"Poop doesn't have to stink."
One of the fundamental tenets of PoopReport is that we're all brothers and sisters under the tyranny of the colon. Our social hierarchies are all false, we claim; when it really boils down to it, all pretense of class and power fades under the fact that your poop stinks just as bad as the next guy.
But what if the next guy's poop didn't stink?
That may be possible, thanks to Take A Whiff, a "dietary supplement that acts as a fecal deodorizer." You take two pills a day, your poop doesn't stink. Some components of the pills promote the growth of bacteria that break down sulfur compounds in poop, while others break down the sulfur compounds directly. The result: following a few days of diarrhea while your bowels are getting used to it, your poop comes out sans sulfur. No sulfur, no smell.
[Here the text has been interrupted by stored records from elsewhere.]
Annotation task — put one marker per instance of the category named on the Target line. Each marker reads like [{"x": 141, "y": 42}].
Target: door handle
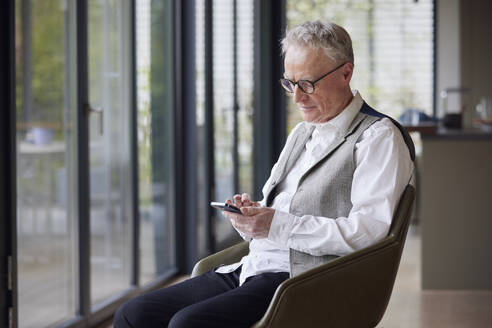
[{"x": 97, "y": 110}]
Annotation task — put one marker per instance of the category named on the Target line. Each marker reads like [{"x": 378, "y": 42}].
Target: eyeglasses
[{"x": 305, "y": 85}]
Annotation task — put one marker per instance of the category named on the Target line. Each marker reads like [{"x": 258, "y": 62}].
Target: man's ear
[{"x": 348, "y": 70}]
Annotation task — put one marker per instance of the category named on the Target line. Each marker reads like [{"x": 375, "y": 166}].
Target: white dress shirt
[{"x": 383, "y": 169}]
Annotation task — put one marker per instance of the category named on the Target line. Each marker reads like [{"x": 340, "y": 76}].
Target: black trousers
[{"x": 209, "y": 300}]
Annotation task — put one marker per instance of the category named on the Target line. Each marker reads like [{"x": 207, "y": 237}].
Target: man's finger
[
  {"x": 245, "y": 197},
  {"x": 250, "y": 210}
]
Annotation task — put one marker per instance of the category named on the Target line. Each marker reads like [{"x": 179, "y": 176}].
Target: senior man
[{"x": 332, "y": 191}]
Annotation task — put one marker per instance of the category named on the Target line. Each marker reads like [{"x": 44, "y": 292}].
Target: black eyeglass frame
[{"x": 312, "y": 83}]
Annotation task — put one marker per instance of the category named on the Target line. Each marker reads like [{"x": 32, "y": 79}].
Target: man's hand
[
  {"x": 243, "y": 201},
  {"x": 255, "y": 221}
]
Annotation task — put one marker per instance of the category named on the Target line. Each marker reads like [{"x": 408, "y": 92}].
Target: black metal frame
[
  {"x": 185, "y": 135},
  {"x": 209, "y": 123},
  {"x": 434, "y": 61},
  {"x": 8, "y": 208}
]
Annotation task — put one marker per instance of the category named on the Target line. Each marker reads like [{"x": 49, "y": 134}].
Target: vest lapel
[
  {"x": 292, "y": 153},
  {"x": 296, "y": 150},
  {"x": 339, "y": 139}
]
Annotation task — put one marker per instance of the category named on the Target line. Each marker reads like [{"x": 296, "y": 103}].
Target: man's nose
[{"x": 298, "y": 94}]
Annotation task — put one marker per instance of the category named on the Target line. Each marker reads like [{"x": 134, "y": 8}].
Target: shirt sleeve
[{"x": 383, "y": 169}]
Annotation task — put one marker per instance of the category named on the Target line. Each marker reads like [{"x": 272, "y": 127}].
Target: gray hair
[{"x": 330, "y": 37}]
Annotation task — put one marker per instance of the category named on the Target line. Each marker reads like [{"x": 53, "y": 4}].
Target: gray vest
[{"x": 325, "y": 189}]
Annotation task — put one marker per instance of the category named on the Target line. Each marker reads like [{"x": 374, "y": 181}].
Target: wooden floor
[{"x": 411, "y": 307}]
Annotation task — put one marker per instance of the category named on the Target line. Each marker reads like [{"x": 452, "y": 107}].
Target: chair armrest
[
  {"x": 229, "y": 255},
  {"x": 329, "y": 294}
]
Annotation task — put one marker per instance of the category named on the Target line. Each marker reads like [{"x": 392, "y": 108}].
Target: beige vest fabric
[{"x": 325, "y": 189}]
Interestingly, Whiff's inventor Steve Schuster pitches this product based not on some hyperactive sense of Shameful Shitting but rather out of a sense of politeness towards his fellow man. "People use underarm deodorant every day to make sure they don't have stinky armpits," he says. "We should all be just as conscientious and considerate of others about the smell of our poop."
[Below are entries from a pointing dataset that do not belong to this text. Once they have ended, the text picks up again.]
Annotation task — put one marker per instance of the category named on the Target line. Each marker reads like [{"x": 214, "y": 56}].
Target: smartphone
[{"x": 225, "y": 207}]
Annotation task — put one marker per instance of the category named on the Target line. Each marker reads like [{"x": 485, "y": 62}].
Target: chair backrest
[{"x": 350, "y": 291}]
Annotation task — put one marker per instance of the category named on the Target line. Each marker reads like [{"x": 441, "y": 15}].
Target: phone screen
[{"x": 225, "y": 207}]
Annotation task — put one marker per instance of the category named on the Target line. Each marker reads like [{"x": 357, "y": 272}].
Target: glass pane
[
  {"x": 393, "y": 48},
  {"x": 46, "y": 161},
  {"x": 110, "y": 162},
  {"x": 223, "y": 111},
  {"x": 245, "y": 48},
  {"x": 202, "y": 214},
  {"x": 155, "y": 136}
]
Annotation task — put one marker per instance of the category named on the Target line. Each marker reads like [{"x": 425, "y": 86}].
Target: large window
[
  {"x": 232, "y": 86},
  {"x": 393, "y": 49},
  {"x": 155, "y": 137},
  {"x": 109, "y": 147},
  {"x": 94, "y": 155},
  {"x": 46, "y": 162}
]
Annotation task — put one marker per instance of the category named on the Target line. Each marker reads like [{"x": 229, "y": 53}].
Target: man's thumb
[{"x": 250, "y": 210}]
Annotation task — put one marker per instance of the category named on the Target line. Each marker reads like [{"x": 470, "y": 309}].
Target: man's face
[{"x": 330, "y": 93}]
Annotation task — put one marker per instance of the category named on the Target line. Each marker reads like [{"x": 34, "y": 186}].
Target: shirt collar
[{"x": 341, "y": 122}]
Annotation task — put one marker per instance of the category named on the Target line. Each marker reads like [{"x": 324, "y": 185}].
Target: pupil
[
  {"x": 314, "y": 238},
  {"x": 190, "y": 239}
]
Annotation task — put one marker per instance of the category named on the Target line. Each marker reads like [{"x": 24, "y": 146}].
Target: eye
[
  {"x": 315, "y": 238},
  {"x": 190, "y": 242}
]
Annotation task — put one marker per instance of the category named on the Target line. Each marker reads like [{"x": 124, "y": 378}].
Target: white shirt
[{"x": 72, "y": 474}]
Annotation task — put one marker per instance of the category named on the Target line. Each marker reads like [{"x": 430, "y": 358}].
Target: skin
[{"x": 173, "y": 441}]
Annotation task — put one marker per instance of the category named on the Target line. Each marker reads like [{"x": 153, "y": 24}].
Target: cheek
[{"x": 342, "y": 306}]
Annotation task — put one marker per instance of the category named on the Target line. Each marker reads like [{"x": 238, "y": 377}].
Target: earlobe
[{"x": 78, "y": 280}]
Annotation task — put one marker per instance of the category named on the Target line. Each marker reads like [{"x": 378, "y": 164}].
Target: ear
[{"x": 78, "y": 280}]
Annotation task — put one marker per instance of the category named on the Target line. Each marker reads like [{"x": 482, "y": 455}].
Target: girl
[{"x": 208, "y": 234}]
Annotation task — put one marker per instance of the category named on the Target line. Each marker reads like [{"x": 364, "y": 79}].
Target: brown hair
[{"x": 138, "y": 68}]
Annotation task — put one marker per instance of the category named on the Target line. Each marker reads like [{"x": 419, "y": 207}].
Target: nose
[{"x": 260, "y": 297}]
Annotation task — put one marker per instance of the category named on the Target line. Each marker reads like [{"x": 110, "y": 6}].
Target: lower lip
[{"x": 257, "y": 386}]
Now, this story would be worthless without a brave soul to step up and try it out. Even though Schuster sent me a two-month supply of pills, that brave soul is NOT your loyal webmaster. No, I passed them on to the PoopReporting community's Mae West: Chris Rockwell of The Daily Download. ("I'll try anything once, twice if I like it, three times to make sure.")
Even Chris was skeptical. But as you can hear in this interview with Schuster, Chris is convinced that, at the least, Whiff won't kill him. Chris's experiment has begun; listen to his show to find out if Take A Whiff really does make your poop not stink. I kinda hope the product doesn't work -- it'll be a bizarre world indeed if there are actually people whose poop doesn't stink.